INT: Do you think the Red Menace issue was a bi-partisan one in that case?

RT: Well, it depends. You see, neither the Republican Party nor the Democratic Party were monolithic on this thing. They were a great many Democrats, like Hubert Humphrey, who were very cognisant of the Communist issue, who were very cognisant of the threat of the Soviet Union, there people like Scoop Jackson, Senator Jackson, who was also a Democrat who was very strong on the issue. The Republicans were strong on the issue, but not all Republicans were strong on the issue. You know, you had Nelson Rockerfeller, who wasn't strong on the issue at all and who was compromised in certain ways and so on. But it was bi-partisan in the sense that the American people felt this way.
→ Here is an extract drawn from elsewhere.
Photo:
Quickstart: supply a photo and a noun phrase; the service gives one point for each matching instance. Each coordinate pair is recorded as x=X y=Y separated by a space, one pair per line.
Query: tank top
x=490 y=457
INT: And do you think that in the Presidential election, the Red Menace became... was an issue?

RT: Oh yes, yes. And of course, you see, in the 1952 election, we were fighting in Korea, we were fighting the Communists in Ko. ...

INT: That answer isn't going to be quite usable. Could you just start it again and say it was... the Red Menace was an important issue...

RT: Oh. The Red Menace, I mean the fear of Communism, of the Soviet Union was a very important issue in 1952 and it wasn't an academic issue. We were at war then with North Korea, we were facing threats from Communist China and these were very living issues.

INT: Fine and how important do you think Nixon's reputation was, as a sort of crusader against Communism in his selection as Vice Presidential running mate?

RT: Nixon's importance as an anti-Communist fighter had given him public recognition, had made him an important figure, political figure. On the other hand, his being named to be the Vice President, it would take me half an hour to explain what went on and the control of the Republican Party by the Eastern establishment and the fact that Tom Dooey wanted him and Tom Dooey was a real power and had run for President twice, was a real power and that all figured in, you see, and at that time there was a support for Nixon from the Rockerfeller interest, the Chase Bank. I was at a little meeting in New York at a very exclusive political group, a little dinner, in 1951 and it was there when... among them was the head of the Chase Bank and so on, where I saw at the time that Eisenhower was going to be the Presidential candidate and Nixon was at this little dinner and it was very clear that these people were sounding Nixon out and had him in mind. It was not a sudden thing that, you know, at the convention Eisenhower suddenly said, I want Richard Nixon for my Vice President. This had been going on for a long time.

INT: But the whole issue was very important at that election...

RT: It was important and Nixon was important, because he had a popular following and also he was not Mr. Republican, like Senator Taft, but he represented a very significant portion of the Republican Party.

INT: Fine. Do you think Nixon thought Eisenhower was strong enough on domestic anti-Communism?

RT: Well, maybe I'm telling tales out of school, but Nixon I think did not think that Eisenhower was strong enough. On the other hand, Nixon did have a tremendous hero-worship for Eisenhower. As Vice President, he was treated very badly by Eisenhower and he never retreated from this hero-worship that he had for Eisenhower. I'm sure that in those days, although he would never have said anything, but you get a feeling now and at the time I was seeing Nixon maybe two, three times a week. I think that he did not feel that Eisenhower was strong on this issue, he wasn't strong enough on foreign policy, he thought, and also on domestic issues. On the other hand, Eisenhower was a fantastic personality, a tremendously charismatic personality and he could win anybody over. I remember the first time I met Eisenhower, and I talked to him for about three minutes, and I walked away with stars in my eyes and afterwards I said, well, what did he say? He hadn't said anything, but I had stars in my eyes nevertheless. He was that kind of a person.